Suppose that on January 1 you have a balance of $\mathrm{\$}6100$ on a credit card whose APR is $15\mathrm{\%}$, which you want to pay off in 2 years. Assume that you make no additional charges to the card after January 1.
a. Calculate your monthly payments.
b. When the card is paid off, how much will you have paid since January 1 ?
c. What percentage of your total payment (part b) is interest?
a. The monthly payment is $\mathrm{\$}◻$.
(Do not round until the final answer. Then round to the nearest cent as needed.)

Step 1 ：Given that the balance on the credit card is $6100, the APR is 15%, and the goal is to pay off the balance in 2 years (24 months).

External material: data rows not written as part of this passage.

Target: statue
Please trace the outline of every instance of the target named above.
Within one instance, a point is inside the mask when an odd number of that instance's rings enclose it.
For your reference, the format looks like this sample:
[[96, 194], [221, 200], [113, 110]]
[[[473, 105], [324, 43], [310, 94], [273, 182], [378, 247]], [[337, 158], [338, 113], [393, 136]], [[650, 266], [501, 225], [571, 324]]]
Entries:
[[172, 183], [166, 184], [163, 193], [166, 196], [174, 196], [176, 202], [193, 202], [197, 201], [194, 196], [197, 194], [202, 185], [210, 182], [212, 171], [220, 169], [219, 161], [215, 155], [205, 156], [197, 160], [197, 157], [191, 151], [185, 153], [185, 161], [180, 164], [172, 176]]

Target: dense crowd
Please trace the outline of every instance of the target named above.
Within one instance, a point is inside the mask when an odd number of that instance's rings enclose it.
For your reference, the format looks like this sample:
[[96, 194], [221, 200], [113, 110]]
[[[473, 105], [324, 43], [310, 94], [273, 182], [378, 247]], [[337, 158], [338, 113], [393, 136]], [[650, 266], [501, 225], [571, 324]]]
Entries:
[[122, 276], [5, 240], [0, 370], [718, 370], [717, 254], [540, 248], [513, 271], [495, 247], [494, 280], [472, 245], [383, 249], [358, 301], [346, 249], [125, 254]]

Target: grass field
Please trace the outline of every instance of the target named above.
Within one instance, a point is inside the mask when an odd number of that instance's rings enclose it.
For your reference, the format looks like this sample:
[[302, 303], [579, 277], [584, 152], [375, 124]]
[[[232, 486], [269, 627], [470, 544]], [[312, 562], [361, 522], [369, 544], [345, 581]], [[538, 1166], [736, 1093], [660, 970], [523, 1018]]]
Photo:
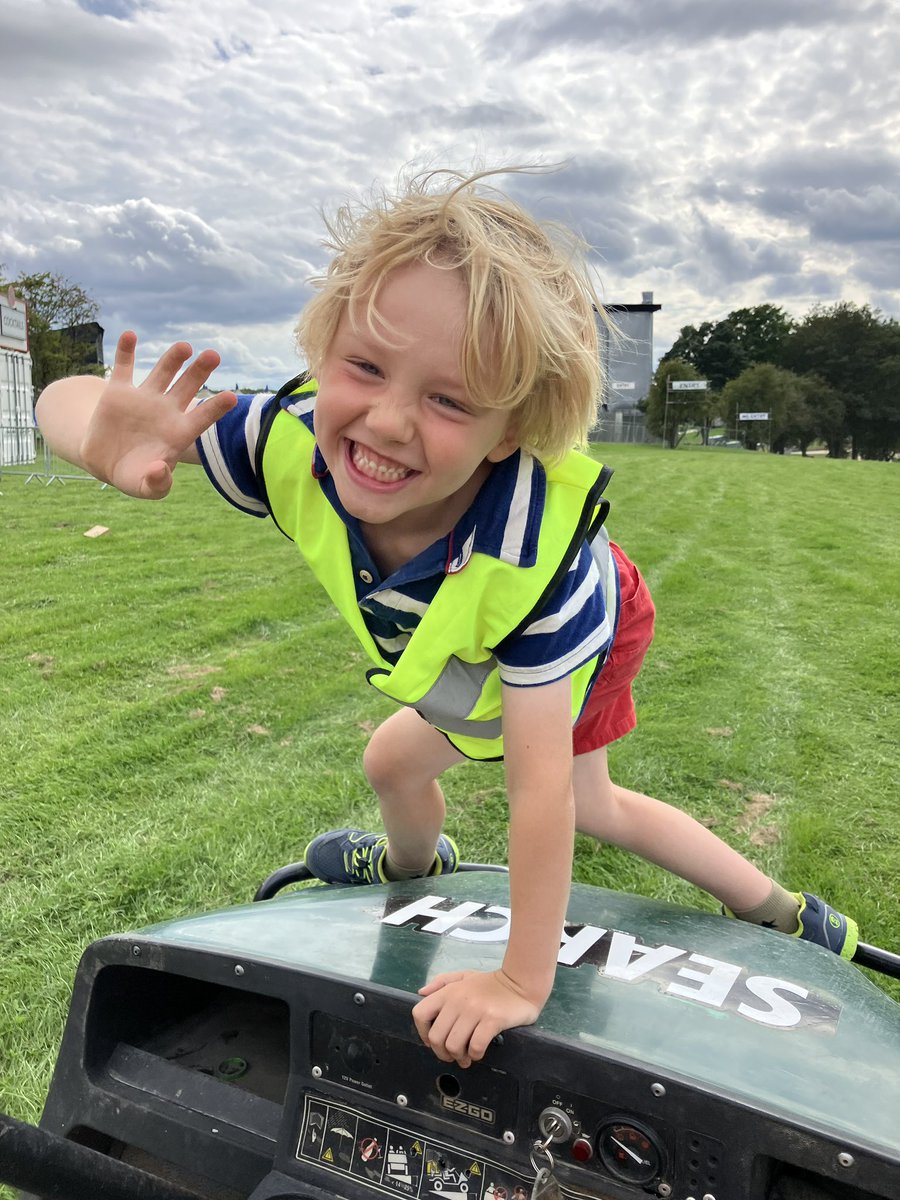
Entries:
[[[659, 612], [614, 775], [899, 948], [900, 468], [600, 452]], [[390, 707], [293, 547], [198, 472], [162, 504], [0, 492], [0, 1108], [36, 1120], [83, 947], [244, 902], [312, 834], [377, 822], [360, 752]], [[446, 793], [464, 857], [503, 860], [500, 769]], [[587, 840], [575, 872], [714, 907]]]

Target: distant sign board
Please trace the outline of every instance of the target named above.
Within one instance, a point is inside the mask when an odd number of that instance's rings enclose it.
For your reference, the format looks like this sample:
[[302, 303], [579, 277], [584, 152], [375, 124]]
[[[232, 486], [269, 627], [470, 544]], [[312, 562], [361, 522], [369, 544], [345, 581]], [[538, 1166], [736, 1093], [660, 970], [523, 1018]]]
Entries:
[[0, 349], [28, 349], [28, 322], [22, 300], [16, 300], [14, 304], [0, 300]]

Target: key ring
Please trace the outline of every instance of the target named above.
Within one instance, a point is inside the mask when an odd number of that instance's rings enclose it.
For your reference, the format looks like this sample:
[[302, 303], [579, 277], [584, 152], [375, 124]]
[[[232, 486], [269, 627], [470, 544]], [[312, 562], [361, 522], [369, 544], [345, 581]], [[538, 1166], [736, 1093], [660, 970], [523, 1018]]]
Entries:
[[[530, 1151], [528, 1158], [530, 1160], [532, 1169], [534, 1170], [535, 1175], [540, 1175], [541, 1171], [551, 1171], [552, 1172], [552, 1170], [553, 1170], [553, 1156], [551, 1154], [550, 1148], [548, 1148], [552, 1140], [553, 1140], [552, 1138], [547, 1138], [546, 1141], [535, 1141], [534, 1145], [532, 1146], [532, 1151]], [[535, 1162], [535, 1154], [540, 1154], [540, 1153], [544, 1153], [544, 1154], [547, 1156], [547, 1162], [546, 1162], [546, 1164], [544, 1166], [539, 1166], [538, 1163]]]

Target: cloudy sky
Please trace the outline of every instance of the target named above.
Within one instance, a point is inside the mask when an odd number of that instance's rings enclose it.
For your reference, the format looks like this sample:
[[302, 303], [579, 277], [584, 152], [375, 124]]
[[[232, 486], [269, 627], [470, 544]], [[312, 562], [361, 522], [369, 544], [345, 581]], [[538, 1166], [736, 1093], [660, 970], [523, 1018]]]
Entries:
[[680, 326], [900, 317], [900, 0], [0, 0], [0, 264], [100, 304], [112, 359], [278, 386], [320, 214], [410, 166], [512, 180], [602, 294]]

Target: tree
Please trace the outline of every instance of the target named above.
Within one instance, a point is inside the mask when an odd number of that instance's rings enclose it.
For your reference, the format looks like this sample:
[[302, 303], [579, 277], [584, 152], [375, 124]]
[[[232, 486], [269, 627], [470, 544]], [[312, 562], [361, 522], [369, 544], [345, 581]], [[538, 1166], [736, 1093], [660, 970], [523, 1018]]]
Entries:
[[[808, 391], [799, 376], [772, 362], [757, 362], [725, 385], [720, 403], [726, 425], [733, 422], [748, 450], [764, 444], [775, 454], [784, 454], [788, 444], [806, 446], [815, 437], [806, 401]], [[740, 421], [740, 413], [769, 415], [767, 420]]]
[[719, 322], [685, 325], [666, 359], [682, 359], [708, 379], [714, 391], [755, 362], [779, 362], [793, 328], [792, 319], [772, 304], [736, 308]]
[[102, 366], [88, 361], [89, 346], [66, 335], [73, 325], [85, 325], [97, 318], [98, 305], [84, 288], [53, 271], [6, 280], [0, 268], [0, 289], [5, 292], [10, 283], [28, 304], [28, 340], [36, 395], [54, 379], [79, 371], [103, 373]]
[[679, 391], [672, 400], [668, 384], [682, 379], [700, 379], [698, 372], [683, 359], [664, 359], [656, 367], [647, 400], [640, 408], [647, 415], [647, 428], [661, 437], [667, 446], [674, 448], [680, 440], [679, 425], [685, 421], [698, 425], [703, 431], [703, 444], [709, 440], [709, 426], [714, 416], [714, 402], [707, 391]]
[[812, 308], [785, 342], [782, 362], [818, 376], [844, 408], [829, 452], [889, 458], [900, 449], [900, 325], [869, 305], [841, 301]]

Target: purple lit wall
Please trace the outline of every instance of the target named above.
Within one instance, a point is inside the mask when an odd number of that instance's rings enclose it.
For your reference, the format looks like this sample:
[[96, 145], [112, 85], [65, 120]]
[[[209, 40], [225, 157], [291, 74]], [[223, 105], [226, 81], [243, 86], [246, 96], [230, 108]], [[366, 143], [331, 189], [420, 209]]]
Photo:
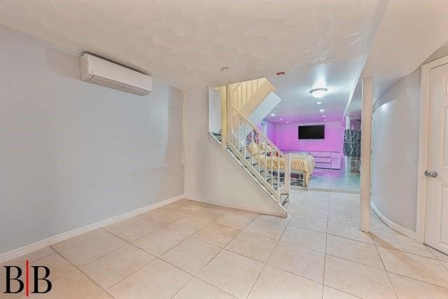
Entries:
[[[272, 121], [269, 121], [267, 120], [263, 120], [265, 123], [266, 123], [266, 136], [269, 139], [272, 141], [274, 144], [276, 139], [276, 124], [275, 123], [272, 123]], [[261, 131], [263, 131], [263, 129], [260, 124], [257, 125], [257, 127]]]
[[[325, 125], [325, 139], [299, 139], [298, 126]], [[342, 152], [345, 127], [340, 121], [312, 124], [276, 123], [274, 141], [281, 151], [323, 151]]]
[[276, 125], [275, 123], [272, 123], [266, 120], [265, 120], [264, 121], [267, 124], [267, 127], [266, 128], [267, 138], [269, 138], [271, 141], [274, 142], [274, 144], [276, 144], [277, 138], [276, 132]]

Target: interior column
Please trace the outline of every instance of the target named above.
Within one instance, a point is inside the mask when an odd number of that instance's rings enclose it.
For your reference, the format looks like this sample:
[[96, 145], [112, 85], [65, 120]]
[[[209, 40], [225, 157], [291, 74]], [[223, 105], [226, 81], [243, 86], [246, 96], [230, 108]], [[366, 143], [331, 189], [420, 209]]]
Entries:
[[363, 108], [361, 113], [361, 157], [360, 227], [369, 231], [370, 220], [370, 167], [372, 158], [372, 113], [373, 104], [373, 78], [363, 78]]

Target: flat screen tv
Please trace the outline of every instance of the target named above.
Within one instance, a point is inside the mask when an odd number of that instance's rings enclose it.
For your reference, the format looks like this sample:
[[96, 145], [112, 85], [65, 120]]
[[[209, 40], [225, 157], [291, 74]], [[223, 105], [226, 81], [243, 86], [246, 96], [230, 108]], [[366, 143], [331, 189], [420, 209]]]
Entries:
[[325, 125], [300, 125], [299, 139], [324, 139]]

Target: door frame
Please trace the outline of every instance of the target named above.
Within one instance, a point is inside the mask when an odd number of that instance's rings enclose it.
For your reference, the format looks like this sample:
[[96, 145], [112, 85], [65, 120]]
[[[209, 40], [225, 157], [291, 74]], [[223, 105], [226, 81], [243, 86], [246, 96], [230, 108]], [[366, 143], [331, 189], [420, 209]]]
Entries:
[[419, 167], [417, 174], [416, 240], [424, 243], [426, 215], [427, 178], [424, 175], [428, 169], [428, 148], [429, 136], [429, 96], [430, 71], [448, 64], [444, 56], [421, 66], [421, 102], [420, 104], [420, 136], [419, 137]]

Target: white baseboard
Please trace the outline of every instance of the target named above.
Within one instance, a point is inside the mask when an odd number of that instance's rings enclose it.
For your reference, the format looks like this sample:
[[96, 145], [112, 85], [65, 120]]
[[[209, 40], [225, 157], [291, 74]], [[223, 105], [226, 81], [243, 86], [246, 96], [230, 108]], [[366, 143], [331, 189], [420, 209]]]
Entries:
[[416, 235], [415, 232], [413, 232], [409, 228], [404, 228], [400, 225], [397, 224], [395, 222], [389, 220], [387, 217], [383, 215], [382, 213], [378, 210], [378, 209], [377, 209], [377, 207], [375, 207], [373, 202], [370, 202], [370, 207], [372, 207], [372, 209], [375, 212], [377, 216], [378, 216], [378, 217], [379, 217], [379, 218], [382, 220], [387, 225], [387, 226], [392, 228], [393, 230], [396, 230], [398, 232], [400, 232], [405, 235], [405, 236], [410, 237], [411, 239], [416, 239]]
[[108, 218], [107, 219], [102, 220], [100, 221], [95, 222], [94, 223], [88, 224], [81, 228], [75, 228], [74, 230], [69, 230], [68, 232], [62, 232], [62, 234], [50, 237], [43, 240], [38, 241], [36, 242], [31, 243], [28, 245], [25, 245], [22, 247], [18, 248], [17, 249], [13, 249], [10, 251], [1, 253], [0, 254], [0, 263], [3, 263], [6, 261], [10, 260], [14, 258], [17, 258], [20, 256], [24, 256], [25, 254], [28, 254], [31, 252], [35, 251], [38, 249], [41, 249], [48, 246], [52, 245], [54, 244], [66, 240], [67, 239], [76, 237], [83, 233], [88, 232], [90, 231], [96, 230], [101, 227], [108, 225], [110, 224], [120, 222], [131, 217], [134, 217], [142, 213], [145, 213], [146, 211], [153, 210], [154, 209], [163, 207], [166, 204], [170, 204], [172, 202], [176, 202], [177, 200], [179, 200], [183, 198], [185, 198], [183, 194], [181, 194], [179, 195], [175, 196], [172, 198], [168, 198], [167, 200], [162, 200], [160, 202], [155, 202], [154, 204], [149, 204], [146, 207], [142, 207], [141, 208], [136, 209], [133, 211], [120, 214], [119, 215], [114, 216], [113, 217]]

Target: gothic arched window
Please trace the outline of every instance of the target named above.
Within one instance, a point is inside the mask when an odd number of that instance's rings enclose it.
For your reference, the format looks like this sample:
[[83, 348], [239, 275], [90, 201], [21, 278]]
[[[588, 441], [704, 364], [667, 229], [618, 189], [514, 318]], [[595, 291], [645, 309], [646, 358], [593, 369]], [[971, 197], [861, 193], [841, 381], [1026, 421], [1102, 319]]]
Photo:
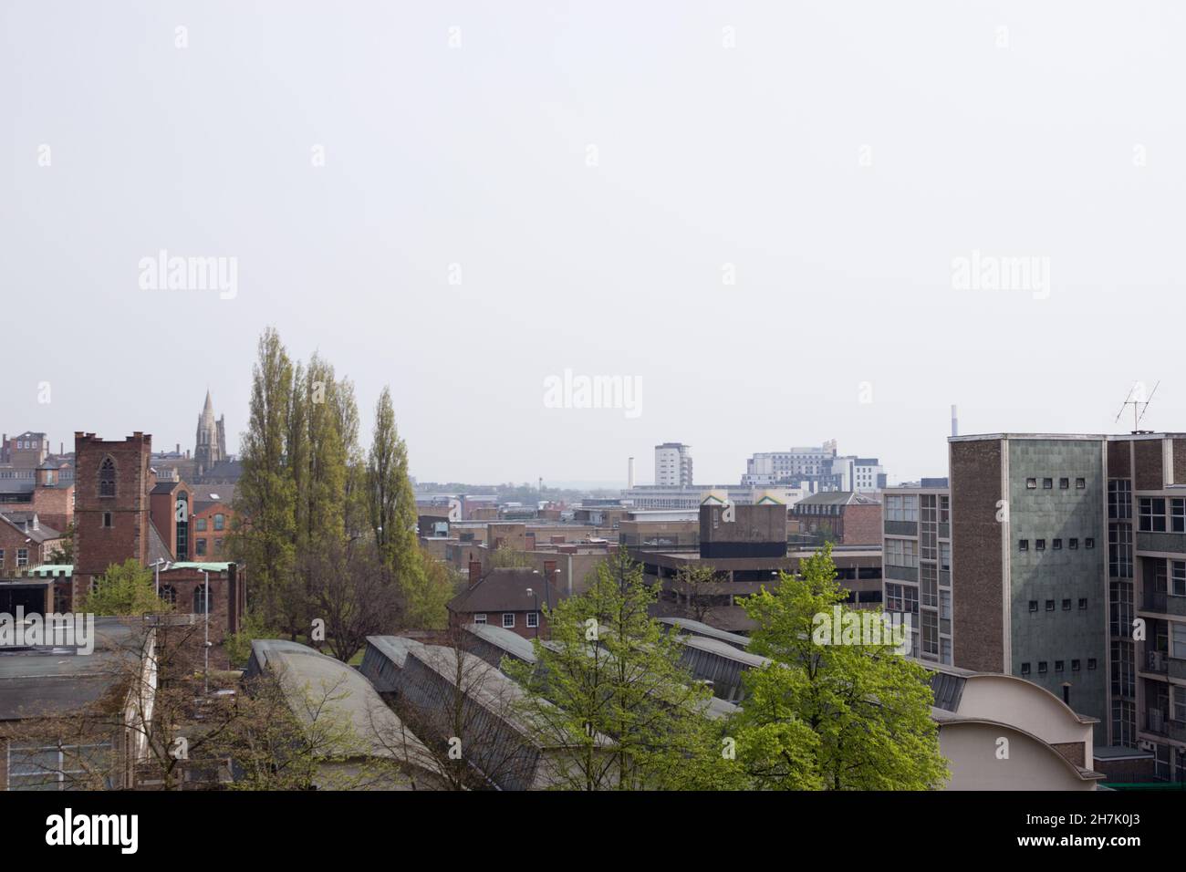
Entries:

Step 2 ：We can calculate the monthly payments using the formula for the monthly payment on a loan: $P=\frac{r\cdot PV}{1-(1+r{)}^{-n}}$, where P is the monthly payment, r is the monthly interest rate (annual rate divided by 12), PV is the present value or principal amount, and n is the number of payments.

Step 3 ：Substitute the given values into the formula: $PV=6100$, $r_{annual}=0.15$, $r=0.0125$, and $n=24$.

Step 4 ：Calculate the monthly payment: $P=\frac{0.0125\cdot 6100}{1-(1+0.0125{)}^{-24}}=295.7685530864021$.

Step 5 ：Round the monthly payment to the nearest cent to get the final answer: $\boxed{{\displaystyle \mathrm{\$}295.77}}$.